Wer in Moritzburg unterwegs ist, kennt das Bild: Spaziergänger am Teich, Radfahrer im zügigen Tempo, dazwischen Touristen – und mittendrin die Kutschen. Was idyllisch klingt, ist in der Praxis ein täglicher Drahtseilakt für Mensch, Tier und Fahrzeug. Doch jetzt kommt Bewegung in die Sache: Rund um das Fasanenschlösschen soll ein neues Wegekonzept für Kutschen entwickelt werden – mit einem klaren Ziel: weniger Stress, mehr Ordnung und Sicherheit. Es ging nie darum, die Kutschen vor dem Moritzburger Schloss zu verbannen.

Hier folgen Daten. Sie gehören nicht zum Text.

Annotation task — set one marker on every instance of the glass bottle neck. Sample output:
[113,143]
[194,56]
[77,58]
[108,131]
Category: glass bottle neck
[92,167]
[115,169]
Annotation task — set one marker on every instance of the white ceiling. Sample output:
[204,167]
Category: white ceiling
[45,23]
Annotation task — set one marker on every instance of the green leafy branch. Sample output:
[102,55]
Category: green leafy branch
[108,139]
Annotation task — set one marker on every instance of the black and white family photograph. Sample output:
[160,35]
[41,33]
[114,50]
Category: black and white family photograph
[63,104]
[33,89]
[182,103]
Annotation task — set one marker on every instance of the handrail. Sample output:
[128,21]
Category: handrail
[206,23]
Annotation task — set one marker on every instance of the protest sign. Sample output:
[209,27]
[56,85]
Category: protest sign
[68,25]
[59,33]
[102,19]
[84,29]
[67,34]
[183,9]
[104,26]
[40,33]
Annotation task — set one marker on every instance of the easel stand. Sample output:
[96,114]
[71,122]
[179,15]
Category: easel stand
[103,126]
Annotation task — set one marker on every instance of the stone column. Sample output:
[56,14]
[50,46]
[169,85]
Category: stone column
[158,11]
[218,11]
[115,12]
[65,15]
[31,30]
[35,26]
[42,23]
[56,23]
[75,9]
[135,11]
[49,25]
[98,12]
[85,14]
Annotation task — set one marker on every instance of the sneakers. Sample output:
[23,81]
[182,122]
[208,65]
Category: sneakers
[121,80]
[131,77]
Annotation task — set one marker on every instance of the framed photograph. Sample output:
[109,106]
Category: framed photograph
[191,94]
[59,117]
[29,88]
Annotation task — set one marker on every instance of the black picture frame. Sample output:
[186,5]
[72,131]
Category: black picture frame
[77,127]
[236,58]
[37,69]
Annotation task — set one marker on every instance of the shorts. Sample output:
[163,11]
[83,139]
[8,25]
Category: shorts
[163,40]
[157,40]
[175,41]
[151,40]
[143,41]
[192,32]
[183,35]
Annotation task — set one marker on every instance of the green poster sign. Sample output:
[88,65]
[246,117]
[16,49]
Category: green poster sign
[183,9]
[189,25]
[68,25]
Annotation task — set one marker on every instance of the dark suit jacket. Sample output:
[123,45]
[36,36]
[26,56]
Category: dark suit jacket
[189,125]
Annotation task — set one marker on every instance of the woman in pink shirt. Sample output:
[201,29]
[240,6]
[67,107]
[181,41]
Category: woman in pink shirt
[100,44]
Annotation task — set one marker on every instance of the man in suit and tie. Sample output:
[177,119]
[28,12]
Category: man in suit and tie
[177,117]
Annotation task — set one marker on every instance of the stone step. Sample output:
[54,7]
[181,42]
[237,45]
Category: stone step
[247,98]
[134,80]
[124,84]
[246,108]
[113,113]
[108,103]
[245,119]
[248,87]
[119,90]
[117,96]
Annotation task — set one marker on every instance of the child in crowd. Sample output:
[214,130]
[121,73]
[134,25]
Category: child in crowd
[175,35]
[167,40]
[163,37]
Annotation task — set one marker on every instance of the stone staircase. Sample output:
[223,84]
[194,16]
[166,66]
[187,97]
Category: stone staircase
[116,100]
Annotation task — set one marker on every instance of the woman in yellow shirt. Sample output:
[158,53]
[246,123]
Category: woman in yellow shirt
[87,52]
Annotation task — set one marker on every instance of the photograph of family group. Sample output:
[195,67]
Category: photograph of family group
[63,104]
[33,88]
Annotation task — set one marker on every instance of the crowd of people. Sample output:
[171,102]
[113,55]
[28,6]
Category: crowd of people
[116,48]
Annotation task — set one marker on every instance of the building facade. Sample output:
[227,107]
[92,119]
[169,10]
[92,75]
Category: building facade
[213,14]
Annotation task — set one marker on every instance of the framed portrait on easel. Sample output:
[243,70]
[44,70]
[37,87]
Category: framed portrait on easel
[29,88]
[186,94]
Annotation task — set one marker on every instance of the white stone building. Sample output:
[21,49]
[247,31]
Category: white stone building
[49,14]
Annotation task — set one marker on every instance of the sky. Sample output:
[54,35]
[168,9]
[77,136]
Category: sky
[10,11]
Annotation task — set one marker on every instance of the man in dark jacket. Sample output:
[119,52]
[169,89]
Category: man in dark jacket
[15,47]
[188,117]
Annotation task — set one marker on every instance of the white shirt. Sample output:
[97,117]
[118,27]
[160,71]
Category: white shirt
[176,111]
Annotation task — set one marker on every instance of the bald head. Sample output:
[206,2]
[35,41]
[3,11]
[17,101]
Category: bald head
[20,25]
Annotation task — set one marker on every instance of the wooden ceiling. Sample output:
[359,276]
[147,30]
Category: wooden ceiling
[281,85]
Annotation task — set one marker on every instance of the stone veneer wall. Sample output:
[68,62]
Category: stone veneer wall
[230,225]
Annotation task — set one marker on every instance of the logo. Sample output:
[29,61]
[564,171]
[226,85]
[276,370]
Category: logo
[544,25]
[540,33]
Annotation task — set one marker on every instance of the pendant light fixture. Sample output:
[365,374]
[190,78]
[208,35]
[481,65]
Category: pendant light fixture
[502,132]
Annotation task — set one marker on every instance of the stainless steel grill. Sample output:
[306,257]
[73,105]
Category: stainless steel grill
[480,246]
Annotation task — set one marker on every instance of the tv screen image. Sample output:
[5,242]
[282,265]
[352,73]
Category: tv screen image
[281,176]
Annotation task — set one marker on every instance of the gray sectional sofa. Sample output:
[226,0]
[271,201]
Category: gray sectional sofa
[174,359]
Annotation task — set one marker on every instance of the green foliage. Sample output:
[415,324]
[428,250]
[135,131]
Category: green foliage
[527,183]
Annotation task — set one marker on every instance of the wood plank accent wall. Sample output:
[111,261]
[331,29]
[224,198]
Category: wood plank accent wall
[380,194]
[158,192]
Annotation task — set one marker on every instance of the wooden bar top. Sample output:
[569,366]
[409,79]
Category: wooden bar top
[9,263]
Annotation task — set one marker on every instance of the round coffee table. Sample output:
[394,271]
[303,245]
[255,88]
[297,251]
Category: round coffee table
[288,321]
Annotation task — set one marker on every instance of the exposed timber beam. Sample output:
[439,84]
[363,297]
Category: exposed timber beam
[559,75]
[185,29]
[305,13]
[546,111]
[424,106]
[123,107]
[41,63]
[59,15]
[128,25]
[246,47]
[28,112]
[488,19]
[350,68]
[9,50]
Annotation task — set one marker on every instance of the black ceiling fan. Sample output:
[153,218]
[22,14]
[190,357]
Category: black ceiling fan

Die Idee? „Park+Reit“ statt „Park+Ride“ am Kutschke-Parkplatz
Das Gelände rund um die Fasanerie wird neu gedacht – mit einem eigens geplanten Kutschen-Parkplatz und einer klaren Routenführung, abseits der Fasanenstraße. Kutschen sollen künftig vom Schlossparkplatz über den Rabenhügel zum Kutschke-Teich fahren, vorbei am Wildgehege, zurück zum Schlösschen. Diese Schleife entlastet die zentralen Wege und bringt Ordnung in das Verkehrsdurcheinander.
Das Konzept ist kein Schnellschuss. Schon 2014 begann die Diskussion, angestoßen durch die Pläne zur Umgestaltung des Schlossumfelds. Es sollte wieder flanierbar werden, historisch wie früher – mit freien Sichtachsen, gepflegten Wegen und weniger Verkehr.